Like Two Planes Crashing In The Night

Having a mind like a steel puddle, visions of two planes crashing are the last thing on our brains when we fly.

Traveling readers with more active imaginations should read Joe Sharkey’s first-person account of surviving the impossible: a mid-air collision between the Embraer Legacy 600 jet he was flying on and a Boeing 737.

Somehow, not only did the 13-person corporate jet successful crash land on a runway in the jungle over Bolivia, but the much larger plane with 155 people did not.

Obviously, it’s an Embraer marketing ploy. Really, the depths these companies will stoop to for a publicity event.

Colliding With Death at 37,000 Feet, and Living” [NYT]


Edit Your Comment

  1. homerjay says:

    Hmm… I don’t know that I’d look at it with such a suspicious eye. Its a pretty amazing story.

  2. segfault, registered cat offender says:

    …corporate jet successful crash land…

    I’m glad to hear that it successful crash landed.

  3. Triteon says:

    I thought all planes were equipped with proximity alarms. Though, that’s not much help if indeed a part of the 737 broke off and hit the corporate jet.

  4. Ben Popken says:

    It really is quite a story. I say without a trace of snark that it made my eyes well. That could just be the half-liter of coffee, though.

  5. Pelagius says:

    Amazing story! I hope those pilots get a nice Christmas bonus from Embraer.

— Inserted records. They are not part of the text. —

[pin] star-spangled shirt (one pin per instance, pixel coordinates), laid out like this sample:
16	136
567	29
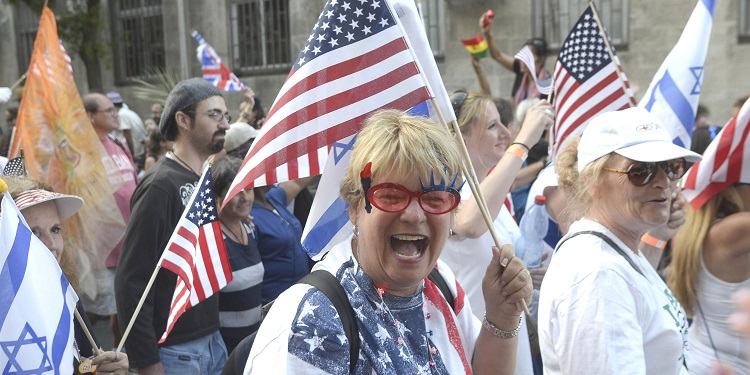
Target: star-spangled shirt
584	53
342	23
303	332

  6. It does seem very odd… Did they consider that maybe the 737 had some sort of difficulty beforehand, and perhaps a piece of it just flew off and hit the jet? That seems more likely to me given the jet passengers experience.

  7. LTS! says:

    All aircraft are equipped with TCAS (Traffic Alert Collision Avoidance System).

    In any event, there was a special on Innovation (shown on our PBS) about this airline crashes that discusses the history of systems like TCAS.

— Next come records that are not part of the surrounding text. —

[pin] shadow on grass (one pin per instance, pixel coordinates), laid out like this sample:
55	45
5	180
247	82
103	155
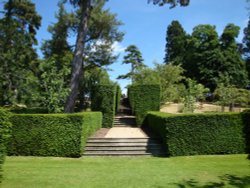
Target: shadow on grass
225	181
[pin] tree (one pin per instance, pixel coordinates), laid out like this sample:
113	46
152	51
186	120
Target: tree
246	47
18	28
204	60
134	58
175	44
77	68
233	66
194	92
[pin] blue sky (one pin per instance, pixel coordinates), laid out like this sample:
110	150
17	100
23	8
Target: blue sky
145	24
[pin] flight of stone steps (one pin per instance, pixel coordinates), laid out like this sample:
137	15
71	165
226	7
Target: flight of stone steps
124	121
124	147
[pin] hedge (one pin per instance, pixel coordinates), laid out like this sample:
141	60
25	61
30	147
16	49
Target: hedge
201	134
103	98
246	120
118	98
60	135
4	133
143	98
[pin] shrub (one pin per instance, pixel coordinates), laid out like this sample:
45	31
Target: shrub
198	134
118	97
143	98
104	99
4	133
61	135
246	120
24	110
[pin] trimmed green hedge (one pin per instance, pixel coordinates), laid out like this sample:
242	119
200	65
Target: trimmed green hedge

    It’s a tad old but still concerning and certainly won’t increase your desire to fly.

  8. DeeJayQueue says:

    I’m more interested with the circumstances that led these 2 planes to be on the same planes (he he) of airspace at the same time. Who wasn’t paying attention and flying at the wrong altitude?

  9. acambras says:

    Doesn’t it seem a tad cynical to assume that the NYT article is all an Embraer PR ploy? Now if Embraer started using it in ads (not that jet manufacturers run commercials) — trumpeting their safe landing to the jet market, that would be tacky.

  10. Triteon says:

    I say without a trace of snark that it made my eyes well.
    My god, the article can heal!

  11. Pelagius says:

    if Embraer started using it in ads

    It could be like those old Timex ads – an Embraer is flying along then * BANG * whacks into a Boeing. The Boeing goes down in flames while the Embraer continues to toodle along. Close with “Embraer Jets: Take a slammin’ and keep on jammin'”

    Or maybe not.

  12. martatuga says:

    The plane crash and the death of 155 people has been making headlines in Brazil since last Friday, whereas it has received surprisingly little attention here in the US.
    There seems to have been human error, since both planes were flying at the same altitude – 37.000 feet – in collision course.
    The rule is that aircrafts flying from North to South use odd-numbered routes, for instance 35.000 or 37.000 feet (Boing 737), and those flying from South to North use even-numbered routes, as 36.000 or 38.000 (Legacy). ( – in Portuguese)
    Either the pilots didn’t follow the flight plan or the air traffic controllers didn’t do their job right.
    They have found both black boxes of the 737, so we’ll have to wait and see.

    (Sorry guys, don’t really know anything about planes/crashes, but I have been reading on this the whole morning and wanted to share what I gathered.)

  13. Paula says:

    They still don’t know if the TCAS’s malfunctioned, or one of them was turned off. It looks like the two planes really hit each other, though, it wasn’t just a piece of the Boeing that hit the corporate jet.

    The prevailing theory is that the small jet changed its route without warning anyone, the air controllers missed it at first and when they tried to warn the pilots they couldn’t get through because the coverage is bad in the Amazon. Still doesn’t explain why the TCAS’s didn’t work though.

  14. Well. Would a plane that small HAVE this TCAS? I suppose we can check their website…


    Yep. TCAS 2000. And this concludes my being a dork.